Self-defence law published


New legislation that will allow householders to use lethal force when defending themselves or their properties has been published today.

The Criminal Law (Defence and the Dwelling) Bill 2010 allows a homeowner, tenant or visitor to stand their ground when attacked by an intruder and specifically states there is no requirement for the person to retreat.

The Bill also states that reasonable force can result in the death of the intruder in certain circumstances.

Minister for Justice Dermot Ahern said: "I consider that an attack in the home has unique characteristics given the potentially emotive nature of an encounter between an intruder with criminal intent and the occupier wishing to defend his or her home or property and perhaps other family members".

"This Bill is intended to give recognition to the unique circumstances which prevail when an intruder is being confronted in the place we all have a right to feel is a place of safety, that is our own home".

An occupier using justifiable force against an intruder won’t be liable for damages if the attacker subsequently sues in respect of any injury, loss or damage arising from such force, he added.

He rejected suggestions the new legislation was a licence to kill, saying any force would be decided by the court whether it was justifiable or not.

Fine Gael's justice spokesman Alan Shatter welcomed the publication of the Bill saying “this fundamental reform in our law has been required for many years”.

However, he said the publication of the Bill after the commencement of the summer recess meant it had no prospect of becoming law until late autumn.

The issue of whether a person could use lethal force in defending his or her home arose in the case of Co Mayo farmer Pádraig Nally, of Funshinaugh Cross, Claremorris, Co Mayo, who shot dead John “Frog” Ward in October 2004 in controversial circumstances.

Mr Nally claimed Mr Ward had come to his farm to rob him, and that he had shot him in self-defence.

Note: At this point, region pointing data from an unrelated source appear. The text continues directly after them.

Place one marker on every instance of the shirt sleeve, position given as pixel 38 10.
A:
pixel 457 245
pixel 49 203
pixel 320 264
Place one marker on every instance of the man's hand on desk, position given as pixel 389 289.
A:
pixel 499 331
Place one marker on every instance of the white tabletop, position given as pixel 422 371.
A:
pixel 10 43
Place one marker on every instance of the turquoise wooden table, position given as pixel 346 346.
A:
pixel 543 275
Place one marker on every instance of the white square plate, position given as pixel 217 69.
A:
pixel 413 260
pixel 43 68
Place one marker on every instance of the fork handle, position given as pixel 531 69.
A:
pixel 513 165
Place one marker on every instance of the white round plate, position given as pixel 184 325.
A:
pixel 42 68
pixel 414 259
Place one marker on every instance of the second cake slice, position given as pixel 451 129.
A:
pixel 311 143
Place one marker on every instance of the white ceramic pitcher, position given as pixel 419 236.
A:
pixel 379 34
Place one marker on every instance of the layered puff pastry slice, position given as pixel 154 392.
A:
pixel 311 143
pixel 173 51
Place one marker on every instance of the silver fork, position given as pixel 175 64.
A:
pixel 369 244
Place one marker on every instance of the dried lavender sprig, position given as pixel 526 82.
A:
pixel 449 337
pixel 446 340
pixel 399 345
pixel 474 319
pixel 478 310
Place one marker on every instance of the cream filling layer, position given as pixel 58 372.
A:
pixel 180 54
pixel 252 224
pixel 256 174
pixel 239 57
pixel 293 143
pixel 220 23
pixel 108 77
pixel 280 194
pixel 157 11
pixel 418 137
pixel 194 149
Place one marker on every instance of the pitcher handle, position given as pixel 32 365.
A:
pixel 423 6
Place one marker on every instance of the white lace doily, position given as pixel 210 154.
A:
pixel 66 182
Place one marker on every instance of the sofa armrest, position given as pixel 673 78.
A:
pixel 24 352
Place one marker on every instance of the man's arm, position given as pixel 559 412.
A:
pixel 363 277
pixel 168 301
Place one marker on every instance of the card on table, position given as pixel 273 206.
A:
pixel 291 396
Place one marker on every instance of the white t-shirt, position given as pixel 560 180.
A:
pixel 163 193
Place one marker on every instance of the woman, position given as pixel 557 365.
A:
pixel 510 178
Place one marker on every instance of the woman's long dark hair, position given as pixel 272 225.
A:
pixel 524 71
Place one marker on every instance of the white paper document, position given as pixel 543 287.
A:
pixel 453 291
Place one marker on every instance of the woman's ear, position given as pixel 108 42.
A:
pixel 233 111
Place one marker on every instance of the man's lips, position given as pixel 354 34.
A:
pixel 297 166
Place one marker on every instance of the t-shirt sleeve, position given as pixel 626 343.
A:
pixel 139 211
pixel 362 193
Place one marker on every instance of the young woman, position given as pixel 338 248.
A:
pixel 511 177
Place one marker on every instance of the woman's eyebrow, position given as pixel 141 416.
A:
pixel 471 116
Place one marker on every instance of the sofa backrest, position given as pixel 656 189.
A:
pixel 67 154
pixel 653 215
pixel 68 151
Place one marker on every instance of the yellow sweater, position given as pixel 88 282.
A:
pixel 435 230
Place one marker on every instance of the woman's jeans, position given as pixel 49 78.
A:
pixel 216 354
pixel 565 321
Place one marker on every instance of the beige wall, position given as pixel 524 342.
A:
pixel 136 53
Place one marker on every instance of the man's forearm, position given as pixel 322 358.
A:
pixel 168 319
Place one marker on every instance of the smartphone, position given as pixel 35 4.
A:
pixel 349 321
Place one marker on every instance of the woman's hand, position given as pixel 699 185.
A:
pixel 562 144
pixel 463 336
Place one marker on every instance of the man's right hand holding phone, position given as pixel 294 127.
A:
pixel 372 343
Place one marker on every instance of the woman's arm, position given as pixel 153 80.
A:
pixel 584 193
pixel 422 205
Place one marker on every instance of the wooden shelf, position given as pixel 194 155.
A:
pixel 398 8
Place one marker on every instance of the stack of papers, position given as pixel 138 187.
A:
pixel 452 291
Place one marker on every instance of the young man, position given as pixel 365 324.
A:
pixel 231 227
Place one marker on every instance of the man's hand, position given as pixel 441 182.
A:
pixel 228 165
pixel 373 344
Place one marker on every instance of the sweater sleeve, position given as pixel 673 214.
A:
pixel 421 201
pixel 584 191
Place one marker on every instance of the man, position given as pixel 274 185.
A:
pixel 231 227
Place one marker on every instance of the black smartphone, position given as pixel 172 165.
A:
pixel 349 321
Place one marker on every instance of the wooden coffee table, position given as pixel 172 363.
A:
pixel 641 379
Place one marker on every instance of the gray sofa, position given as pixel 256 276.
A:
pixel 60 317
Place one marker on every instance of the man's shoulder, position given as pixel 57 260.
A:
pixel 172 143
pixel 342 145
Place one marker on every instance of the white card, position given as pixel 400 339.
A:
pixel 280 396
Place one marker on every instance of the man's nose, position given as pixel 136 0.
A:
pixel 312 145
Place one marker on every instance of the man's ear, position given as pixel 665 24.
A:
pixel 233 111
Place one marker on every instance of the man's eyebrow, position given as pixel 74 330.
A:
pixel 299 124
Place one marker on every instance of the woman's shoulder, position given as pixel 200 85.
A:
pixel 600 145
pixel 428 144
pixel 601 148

He was jailed for six years for manslaughter. He served 11 months of that term before the case was taken to the Court of Criminal Appeal, where he was acquitted after it was accepted he had acted in self-defence.

The case prompted a major public debate about what level of force is reasonable in situations where people act to defend themselves from robbery or attack.

The Irish Council for Civil Liberties has said it will closely study the draft Bill in order to establish whether it is "human rights compliant".